I don't know, and, reader, there is no time to care. Langdon uses his knowledge of Illuminati symbols to follow the trail though four Rome churches. He has uncanny luck. He spots and correctly identifies every clue, even though they're very well-hidden. Just as well, because one dungeon overlooked or one statue pointing the wrong way, and he loses. For his companion, Langdon has the beautiful and brilliant Vittoria Vetra (Ayelet Zurer) from CERN. Her father was murdered in the anti-matter theft. Her purpose is (a) to explain that the battery will indeed run down, (b) request her father's secret journals from Geneva, although they are never read, and (c) run along everywhere with Tom Hanks, to provide him with urgent conversation.

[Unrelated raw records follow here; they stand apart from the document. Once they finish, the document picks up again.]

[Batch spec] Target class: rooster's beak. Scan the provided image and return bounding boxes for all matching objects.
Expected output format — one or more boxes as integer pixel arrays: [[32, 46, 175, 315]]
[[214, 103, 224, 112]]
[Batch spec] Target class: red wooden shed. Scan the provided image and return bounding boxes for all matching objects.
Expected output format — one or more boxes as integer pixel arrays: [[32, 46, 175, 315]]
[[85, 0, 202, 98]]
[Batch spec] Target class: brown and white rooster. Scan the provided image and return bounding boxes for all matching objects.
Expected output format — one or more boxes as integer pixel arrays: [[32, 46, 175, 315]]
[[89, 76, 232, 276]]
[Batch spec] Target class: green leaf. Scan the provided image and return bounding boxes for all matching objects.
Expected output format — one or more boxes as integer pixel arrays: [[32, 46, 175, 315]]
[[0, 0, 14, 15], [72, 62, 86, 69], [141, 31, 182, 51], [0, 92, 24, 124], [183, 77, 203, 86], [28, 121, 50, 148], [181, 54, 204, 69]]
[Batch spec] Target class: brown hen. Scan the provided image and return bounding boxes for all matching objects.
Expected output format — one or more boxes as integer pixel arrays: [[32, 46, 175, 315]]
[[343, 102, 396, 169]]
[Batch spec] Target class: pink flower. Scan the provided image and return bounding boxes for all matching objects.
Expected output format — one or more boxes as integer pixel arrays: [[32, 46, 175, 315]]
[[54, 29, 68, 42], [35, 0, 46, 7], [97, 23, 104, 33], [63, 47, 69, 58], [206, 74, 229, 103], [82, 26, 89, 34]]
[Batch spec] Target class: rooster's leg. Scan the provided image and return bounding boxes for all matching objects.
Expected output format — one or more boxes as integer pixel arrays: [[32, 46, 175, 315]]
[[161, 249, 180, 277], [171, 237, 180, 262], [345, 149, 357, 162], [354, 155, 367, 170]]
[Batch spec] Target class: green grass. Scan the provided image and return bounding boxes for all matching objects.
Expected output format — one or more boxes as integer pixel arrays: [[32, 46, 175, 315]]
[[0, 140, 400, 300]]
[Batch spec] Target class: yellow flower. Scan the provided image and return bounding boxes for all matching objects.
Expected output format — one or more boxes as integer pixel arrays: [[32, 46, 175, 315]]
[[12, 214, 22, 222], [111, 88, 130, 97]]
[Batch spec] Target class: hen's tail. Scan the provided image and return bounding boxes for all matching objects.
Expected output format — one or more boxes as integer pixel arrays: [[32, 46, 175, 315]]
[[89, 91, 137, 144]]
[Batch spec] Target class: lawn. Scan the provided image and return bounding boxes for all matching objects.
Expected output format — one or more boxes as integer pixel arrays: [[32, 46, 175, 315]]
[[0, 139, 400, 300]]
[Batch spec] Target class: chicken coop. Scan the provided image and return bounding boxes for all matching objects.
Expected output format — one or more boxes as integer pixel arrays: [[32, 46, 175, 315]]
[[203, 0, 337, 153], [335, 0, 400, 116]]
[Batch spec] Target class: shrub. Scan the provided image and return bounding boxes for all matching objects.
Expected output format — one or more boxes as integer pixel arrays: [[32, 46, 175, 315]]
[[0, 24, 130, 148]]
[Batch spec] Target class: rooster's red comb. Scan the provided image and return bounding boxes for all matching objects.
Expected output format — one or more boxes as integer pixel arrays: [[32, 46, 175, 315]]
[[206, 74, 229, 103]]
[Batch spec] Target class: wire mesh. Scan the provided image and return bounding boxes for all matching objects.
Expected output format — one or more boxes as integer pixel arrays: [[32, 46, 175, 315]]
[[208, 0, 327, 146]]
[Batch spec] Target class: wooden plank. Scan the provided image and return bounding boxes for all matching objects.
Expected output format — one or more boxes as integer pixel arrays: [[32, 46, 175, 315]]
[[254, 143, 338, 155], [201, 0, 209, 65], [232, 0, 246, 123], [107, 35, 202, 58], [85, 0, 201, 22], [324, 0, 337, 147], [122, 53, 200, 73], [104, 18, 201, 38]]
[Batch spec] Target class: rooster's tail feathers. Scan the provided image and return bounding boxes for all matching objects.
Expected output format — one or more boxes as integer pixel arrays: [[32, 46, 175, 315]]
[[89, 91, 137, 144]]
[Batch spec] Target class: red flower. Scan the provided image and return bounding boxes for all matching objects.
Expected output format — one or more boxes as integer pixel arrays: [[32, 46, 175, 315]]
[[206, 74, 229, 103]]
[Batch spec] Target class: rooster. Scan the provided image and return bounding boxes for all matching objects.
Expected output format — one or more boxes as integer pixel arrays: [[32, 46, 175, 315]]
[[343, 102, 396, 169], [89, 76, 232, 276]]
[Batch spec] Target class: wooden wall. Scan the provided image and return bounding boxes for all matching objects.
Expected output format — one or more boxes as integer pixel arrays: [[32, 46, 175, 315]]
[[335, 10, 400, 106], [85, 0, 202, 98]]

Meanwhile, there is intrigue within the Vatican and lots of red herrings among all the red hats. The young Camerlengo (Ewan McGregor), the adopted son of the late pontiff, joins the professor's desperate quest, as does the commander (Stellan Skarsgard) of the pope's protectors, the Swiss Guard. Inside the conclave, Cardinal Strauss (Armin Mueller-Stahl) is in charge of the election. Because of his sinister mien (I love the phrase sinister mien), German accent and absolutist views on church tradition, he seems set up to be a suspect, since the progressive pope's death may have been an inside job. (I forgot to mention that there has also been time to exhume the pontiff's remains and discover evidence of poisoning.)
All of this happens at breakneck speed, with little subtlety, but with fabulous production values. The interiors of the Sistine Chapel, the Pantheon, churches, tombs and crypts are rendered dramatically, the College of Cardinals looks both (a) very impressive, and (b) like a collection of elderly extras from Cinecitta.
The film by no means tilts the conflict between science and religion one way or the other. The professor is not religious, indeed seems agnostic, but the church, however, is not portrayed as anti-science. Galileo would be happy that there is now a Vatican Observatory. If the Illuminati are indeed scientists, they would better employ themselves not avenging ancient deeds, but attacking modern fundamentalist cults.
The professor has a fascinating exchange with the Camerlengo, who asks him if he believes in God. He believes, he says, that the existence is God is beyond his mind to determine. "And your heart?" asks the priest. "My heart is not worthy." Agnostics and believers can both find something to agree with there; director Ron Howard does an even-handed job of balancing the scales.
So good, indeed, that even after Howard accused the church of refusing him access to Vatican locations, and although the dependable William Donohue of the Catholic League has attacked his film, "Angels & Demons" received a favorable review from the official Vatican newspaper L'Osservatore Romano, which wrote it is a "harmless entertainment which hardly affects the genius and mystery of Christianity."
And come on, Ron: Would you expect the church to let you shoot a Dan Brown thriller in the Sistine Chapel? Get real.